2022 verilerine baktığımızda istihdamda olan kadınların toplam doğurganlık hızı 1,38; istihdamda olmayan kadınların toplam doğurganlık hızının ise 1,72 olduğunu görüyoruz. Çalışma hayatının doğurganlık hızı üzerinde sınırlı bir etkisi olduğu, istihdamda olmayan kadınların da sayısının düştüğü ortaya çıkıyor. Temel etken hiç şüphesiz şehirde kadınların giderek daha fazla yalnızlaşmasıdır. Açık açık söylemek durumundayım. Beyler alınmasın, kusura da bakmasın. Kadınlar, çocuk yetiştirme noktasında çoğu zaman eşlerinden gerekli desteği göremiyor. Yükün büyük bölümü maalesef kadınların omuzlarına yükleniyor.

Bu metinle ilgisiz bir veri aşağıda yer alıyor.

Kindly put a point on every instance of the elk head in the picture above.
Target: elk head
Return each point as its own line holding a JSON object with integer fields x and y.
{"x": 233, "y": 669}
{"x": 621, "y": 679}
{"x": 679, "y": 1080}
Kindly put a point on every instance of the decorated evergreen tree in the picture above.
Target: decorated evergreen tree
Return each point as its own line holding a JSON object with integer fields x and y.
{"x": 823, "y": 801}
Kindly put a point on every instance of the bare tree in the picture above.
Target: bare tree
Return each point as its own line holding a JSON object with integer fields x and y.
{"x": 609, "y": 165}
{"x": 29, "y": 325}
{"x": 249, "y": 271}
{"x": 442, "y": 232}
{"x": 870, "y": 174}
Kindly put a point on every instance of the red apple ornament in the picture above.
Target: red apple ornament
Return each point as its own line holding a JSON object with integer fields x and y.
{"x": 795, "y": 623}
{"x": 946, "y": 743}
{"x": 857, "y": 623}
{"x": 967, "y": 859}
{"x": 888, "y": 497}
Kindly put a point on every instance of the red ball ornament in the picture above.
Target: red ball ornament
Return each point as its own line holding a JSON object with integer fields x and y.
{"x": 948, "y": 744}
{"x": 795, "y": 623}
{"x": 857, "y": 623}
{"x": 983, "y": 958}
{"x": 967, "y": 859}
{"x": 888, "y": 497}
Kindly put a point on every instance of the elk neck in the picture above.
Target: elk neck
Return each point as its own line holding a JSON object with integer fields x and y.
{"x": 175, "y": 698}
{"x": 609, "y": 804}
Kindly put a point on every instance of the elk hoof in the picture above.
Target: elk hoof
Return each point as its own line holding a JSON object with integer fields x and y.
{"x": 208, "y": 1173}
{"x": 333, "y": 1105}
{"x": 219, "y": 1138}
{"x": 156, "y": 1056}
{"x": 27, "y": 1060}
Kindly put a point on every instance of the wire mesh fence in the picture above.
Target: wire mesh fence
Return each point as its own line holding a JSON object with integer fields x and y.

Çocukların kendisiyle birlikte ailesine, topluma ve insanlığa faydalı birer fert olarak yetişmesinde anneler kadar babalara da sorumluluk düşüyor. Bilimsel araştırmalarda ebeveynlerin evlatlarına ortak ilgi göstermesinin eğitim ve öğretimin yanı sıra çocukların hayatın her alanında başarı düzeyini artırdığı gösteriyor. Evlat sahibi tüm babalarımıza, eşlerine daha fazla yardımcı ve destek olmaları, çocuklarıyla daha fazla nitelikli zaman geçirmeleri çağrısında bulunuyorum.

"Toplum olarak giderek yalnızlaşıyoruz"

Bir diğer mesele de veriler bize gençlerimizin artık daha genç yaşlarda evlenmeyi tercih ettiğini gösteriyor. 2024'te evlenme yaşı kadınlar için 25,8'e, erkekler için 28,3'e yükseldi. Boşanmaların üçte biri evliliğin ilk beş yılı içerisinde meydana geliyor. Toplum olarak giderek daha fazla bireyselleşiyor ve sonucunda da yalnızlaşıyoruz. 2008'de dört kişi olan ortalama hane halkı büyüklüğü 2024 senesinde 3,11 kişiye geriledi. Aynı şekilde yalnız yaşayan fertlerden oluşan tek kişilik hane halkı oranı son sekiz yılda beş puan artarak yüzde 20'ye çıktı. TÜİK verilerine göre tek kişilik hane oranlarımız yıldan yıla artıyor. Bu tabloyla sadece metropollerde değil, Anadolu illerimizde de karşılaşıyoruz.

"Evlenecek gençlere verilecek destekler yılbaşından itibaren artacak"

Kırdan kente göçün yanı sıra neoliberal kültür ve teknolojinin etkisiyle hayatımızın her alanında köklü değişimler meydana geliyor. Aile mahremiyeti ve birlikteliği daha önce olmadığı kadar zemin kaybediyor. Bütün bu sınamalar karşısında aile kurumunu güçlendirmeye yönelik çalışmalarımıza hız verdik. 2025 senesini Aile Yılı ilan ettik. Gelir kriterinde yeni ve kolaylaştırıcı düzenlemeler yaptık. 150 bin liradan 200, 250 bin liraya yükselttik. Evlenecek gençlerimize yılbaşından itibaren daha yüksek tutarda destekler vereceğiz."